Parsons Joseph, Francavilla Chiara
Division of Molecular and Cellular Function, School of Biological Sciences, Faculty of Biology Medicine and Health, The University of Manchester, Manchester, United Kingdom.
Division of Cancer Sciences, School of Medical Sciences, Faculty of Biology Medicine and Health, The University of Manchester, Manchester, United Kingdom.
Front Cell Dev Biol. 2020 Jan 22;7:395. doi: 10.3389/fcell.2019.00395. eCollection 2019.

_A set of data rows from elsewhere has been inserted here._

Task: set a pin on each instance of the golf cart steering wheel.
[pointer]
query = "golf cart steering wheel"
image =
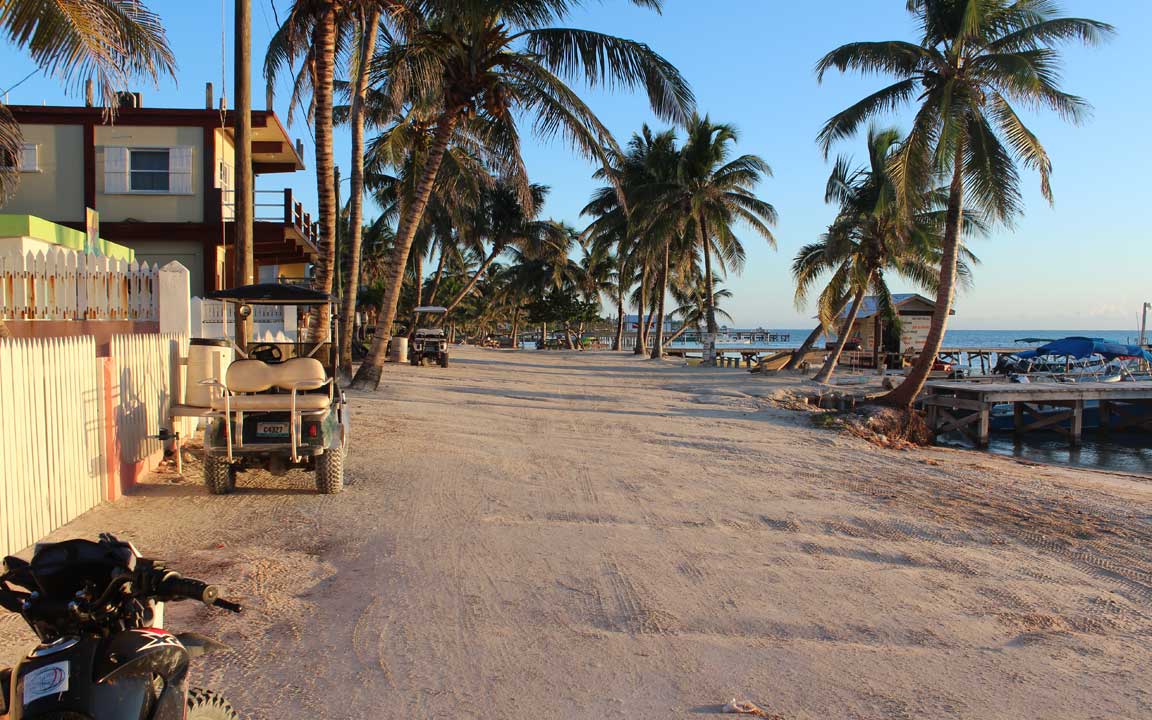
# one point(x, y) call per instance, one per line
point(266, 351)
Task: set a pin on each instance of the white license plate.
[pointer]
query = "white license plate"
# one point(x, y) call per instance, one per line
point(271, 430)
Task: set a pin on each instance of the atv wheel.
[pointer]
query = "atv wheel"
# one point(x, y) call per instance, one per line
point(219, 475)
point(330, 471)
point(209, 705)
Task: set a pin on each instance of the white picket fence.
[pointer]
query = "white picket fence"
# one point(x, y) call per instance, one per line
point(146, 376)
point(65, 285)
point(52, 456)
point(212, 318)
point(55, 431)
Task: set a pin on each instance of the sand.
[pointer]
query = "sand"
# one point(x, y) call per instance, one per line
point(565, 535)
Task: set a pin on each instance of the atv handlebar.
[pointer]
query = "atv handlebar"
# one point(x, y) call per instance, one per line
point(176, 586)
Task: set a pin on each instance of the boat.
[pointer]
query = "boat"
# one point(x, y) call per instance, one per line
point(1071, 360)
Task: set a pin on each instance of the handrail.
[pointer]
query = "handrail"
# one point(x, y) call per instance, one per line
point(283, 209)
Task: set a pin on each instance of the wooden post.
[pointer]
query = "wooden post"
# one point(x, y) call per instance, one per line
point(1077, 429)
point(982, 431)
point(242, 127)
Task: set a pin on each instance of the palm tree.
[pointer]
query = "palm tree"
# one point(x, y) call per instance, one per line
point(975, 59)
point(108, 42)
point(311, 33)
point(712, 192)
point(873, 234)
point(368, 29)
point(503, 220)
point(498, 59)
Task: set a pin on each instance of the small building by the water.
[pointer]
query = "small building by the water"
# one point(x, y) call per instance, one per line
point(872, 332)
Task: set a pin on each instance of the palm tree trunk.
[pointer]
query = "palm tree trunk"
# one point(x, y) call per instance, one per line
point(368, 377)
point(658, 343)
point(324, 40)
point(438, 277)
point(641, 324)
point(906, 393)
point(356, 189)
point(803, 349)
point(709, 357)
point(418, 271)
point(476, 277)
point(830, 363)
point(619, 340)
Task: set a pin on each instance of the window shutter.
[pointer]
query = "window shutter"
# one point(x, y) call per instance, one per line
point(115, 169)
point(30, 160)
point(180, 169)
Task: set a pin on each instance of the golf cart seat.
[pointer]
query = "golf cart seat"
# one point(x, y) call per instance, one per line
point(245, 377)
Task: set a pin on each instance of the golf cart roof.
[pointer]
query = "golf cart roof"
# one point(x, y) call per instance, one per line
point(271, 294)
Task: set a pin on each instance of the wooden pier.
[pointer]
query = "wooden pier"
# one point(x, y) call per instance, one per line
point(967, 407)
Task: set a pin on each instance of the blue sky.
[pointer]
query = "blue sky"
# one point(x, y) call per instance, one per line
point(1083, 264)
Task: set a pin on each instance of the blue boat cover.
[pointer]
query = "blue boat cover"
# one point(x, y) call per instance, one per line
point(1085, 347)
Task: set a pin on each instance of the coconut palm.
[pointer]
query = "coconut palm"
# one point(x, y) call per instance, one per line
point(107, 42)
point(501, 220)
point(711, 194)
point(974, 61)
point(498, 60)
point(874, 235)
point(311, 36)
point(368, 30)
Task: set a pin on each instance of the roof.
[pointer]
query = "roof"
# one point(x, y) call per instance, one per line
point(900, 300)
point(272, 294)
point(272, 148)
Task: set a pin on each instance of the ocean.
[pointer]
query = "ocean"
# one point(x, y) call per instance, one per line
point(995, 338)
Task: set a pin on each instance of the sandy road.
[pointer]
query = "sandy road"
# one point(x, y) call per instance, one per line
point(592, 536)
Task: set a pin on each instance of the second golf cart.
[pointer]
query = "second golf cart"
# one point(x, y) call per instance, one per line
point(278, 407)
point(429, 343)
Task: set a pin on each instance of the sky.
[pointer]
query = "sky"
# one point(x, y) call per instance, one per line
point(1084, 263)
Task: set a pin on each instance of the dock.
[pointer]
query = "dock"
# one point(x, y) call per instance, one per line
point(967, 407)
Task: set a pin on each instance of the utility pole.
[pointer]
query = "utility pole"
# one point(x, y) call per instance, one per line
point(242, 137)
point(1144, 321)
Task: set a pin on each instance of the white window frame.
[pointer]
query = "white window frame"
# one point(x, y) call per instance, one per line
point(131, 172)
point(180, 181)
point(23, 167)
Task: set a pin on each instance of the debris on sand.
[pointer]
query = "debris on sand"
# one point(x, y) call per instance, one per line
point(888, 427)
point(743, 707)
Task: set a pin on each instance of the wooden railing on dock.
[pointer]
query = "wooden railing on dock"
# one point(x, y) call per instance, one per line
point(967, 407)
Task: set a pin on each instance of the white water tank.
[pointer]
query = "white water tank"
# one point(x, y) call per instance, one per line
point(206, 358)
point(398, 351)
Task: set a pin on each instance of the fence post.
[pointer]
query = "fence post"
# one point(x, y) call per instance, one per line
point(174, 300)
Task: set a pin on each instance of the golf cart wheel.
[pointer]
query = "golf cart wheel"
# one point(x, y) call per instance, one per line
point(330, 471)
point(209, 705)
point(219, 475)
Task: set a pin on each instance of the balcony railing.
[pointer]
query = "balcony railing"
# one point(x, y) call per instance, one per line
point(279, 206)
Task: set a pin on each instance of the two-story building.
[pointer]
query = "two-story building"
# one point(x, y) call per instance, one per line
point(161, 181)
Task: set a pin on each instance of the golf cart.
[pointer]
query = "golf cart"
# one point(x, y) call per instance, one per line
point(278, 407)
point(429, 342)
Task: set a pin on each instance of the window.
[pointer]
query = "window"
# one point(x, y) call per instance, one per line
point(149, 171)
point(29, 159)
point(157, 171)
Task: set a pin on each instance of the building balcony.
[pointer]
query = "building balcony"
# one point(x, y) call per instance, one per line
point(285, 233)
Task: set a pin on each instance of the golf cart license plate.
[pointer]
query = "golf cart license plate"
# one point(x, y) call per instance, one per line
point(271, 430)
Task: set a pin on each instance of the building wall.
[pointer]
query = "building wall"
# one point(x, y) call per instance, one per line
point(189, 254)
point(150, 207)
point(57, 191)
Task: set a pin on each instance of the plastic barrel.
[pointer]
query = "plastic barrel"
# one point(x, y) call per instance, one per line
point(399, 349)
point(206, 358)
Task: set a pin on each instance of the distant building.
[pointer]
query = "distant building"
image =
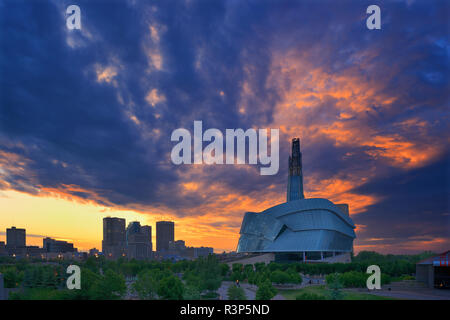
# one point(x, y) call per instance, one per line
point(147, 230)
point(57, 246)
point(165, 233)
point(435, 271)
point(139, 241)
point(93, 252)
point(178, 246)
point(197, 252)
point(15, 237)
point(3, 251)
point(114, 237)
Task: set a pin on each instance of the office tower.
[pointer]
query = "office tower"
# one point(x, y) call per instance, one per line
point(57, 246)
point(133, 228)
point(165, 233)
point(147, 230)
point(295, 180)
point(15, 237)
point(114, 241)
point(139, 241)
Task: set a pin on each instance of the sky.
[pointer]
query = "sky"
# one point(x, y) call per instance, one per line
point(86, 115)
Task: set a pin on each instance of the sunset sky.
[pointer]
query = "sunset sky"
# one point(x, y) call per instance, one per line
point(86, 115)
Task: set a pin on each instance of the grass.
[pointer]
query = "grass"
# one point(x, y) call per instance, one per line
point(325, 292)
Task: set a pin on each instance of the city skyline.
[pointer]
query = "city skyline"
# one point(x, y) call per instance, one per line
point(86, 116)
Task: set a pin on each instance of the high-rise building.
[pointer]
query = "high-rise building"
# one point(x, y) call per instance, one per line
point(57, 246)
point(15, 237)
point(147, 231)
point(165, 233)
point(295, 179)
point(139, 244)
point(114, 237)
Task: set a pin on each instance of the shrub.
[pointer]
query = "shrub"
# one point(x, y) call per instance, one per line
point(310, 296)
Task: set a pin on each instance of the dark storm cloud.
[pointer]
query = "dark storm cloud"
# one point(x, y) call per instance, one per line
point(68, 128)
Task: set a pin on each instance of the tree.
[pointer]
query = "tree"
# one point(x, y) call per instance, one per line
point(146, 285)
point(265, 291)
point(109, 287)
point(236, 293)
point(170, 288)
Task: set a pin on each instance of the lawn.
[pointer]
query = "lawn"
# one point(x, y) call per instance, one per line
point(325, 292)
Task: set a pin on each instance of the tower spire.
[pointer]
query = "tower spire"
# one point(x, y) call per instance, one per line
point(295, 180)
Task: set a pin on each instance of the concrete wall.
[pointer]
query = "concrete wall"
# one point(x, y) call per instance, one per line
point(425, 274)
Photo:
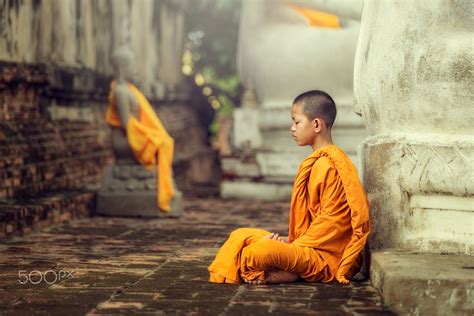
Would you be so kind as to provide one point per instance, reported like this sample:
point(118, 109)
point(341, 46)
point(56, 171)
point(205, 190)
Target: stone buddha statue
point(140, 183)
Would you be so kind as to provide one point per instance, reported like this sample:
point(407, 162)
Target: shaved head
point(317, 104)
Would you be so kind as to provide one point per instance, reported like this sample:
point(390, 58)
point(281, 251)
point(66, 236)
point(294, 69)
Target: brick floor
point(143, 266)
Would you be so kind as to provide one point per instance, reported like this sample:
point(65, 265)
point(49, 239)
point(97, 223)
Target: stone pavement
point(103, 265)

Breast cancer incidence is increasing worldwide with more than 600,000 deaths reported in 2018 alone. In current practice treatment options for breast cancer patients consists of surgery, chemotherapy, radiotherapy or targeting of classical markers of breast cancer subtype: estrogen receptor (ER) and HER2. However, these treatments fail to prevent recurrence and metastasis. Improved understanding of breast cancer and metastasis biology will help uncover novel biomarkers and therapeutic opportunities to improve patient stratification and treatment. We will first provide an overview of current methods and models used to study breast cancer biology, focusing on 2D and 3D cell culture, including organoids, and on models such as the MMTV mouse model and patient-derived xenografts (PDX). Next, genomic, transcriptomic, and proteomic approaches and their integration will be considered in the context of breast cancer susceptibility, breast cancer drivers, and therapeutic response and resistance to treatment. Finally, we will discuss how 'Omics datasets in combination with traditional breast cancer models are useful for generating insights into breast cancer biology, for suggesting individual treatments in precision oncology, and for creating data repositories to undergo further meta-analysis. System biology has the potential to catalyze the next great leap forward in treatment options for breast cancer patients.
全球乳腺癌发病率正在上升,仅2018年就报告了超过60万例死亡病例。在当前的临床实践中,乳腺癌患者的治疗选择包括手术、化疗、放疗或针对乳腺癌亚型的经典标志物:雌激素受体(ER)和HER2。然而,这些治疗方法无法预防复发和转移。对乳腺癌和转移生物学的深入了解将有助于发现新的生物标志物和治疗机会,以改善患者分层和治疗。我们将首先概述目前用于研究乳腺癌生物学的方法和模型,重点介绍二维和三维细胞培养,包括类器官,以及MMTV小鼠模型和患者来源的异种移植(PDX)等模型。接下来,将在乳腺癌易感性、乳腺癌驱动因素以及治疗反应和耐药性的背景下考虑基因组学、转录组学和蛋白质组学方法及其整合。最后,我们将讨论“组学”数据集与传统乳腺癌模型相结合如何有助于深入了解乳腺癌生物学、在精准肿瘤学中建议个体化治疗以及创建数据存储库以进行进一步的荟萃分析。系统生物学有可能推动乳腺癌患者治疗选择的下一次重大飞跃。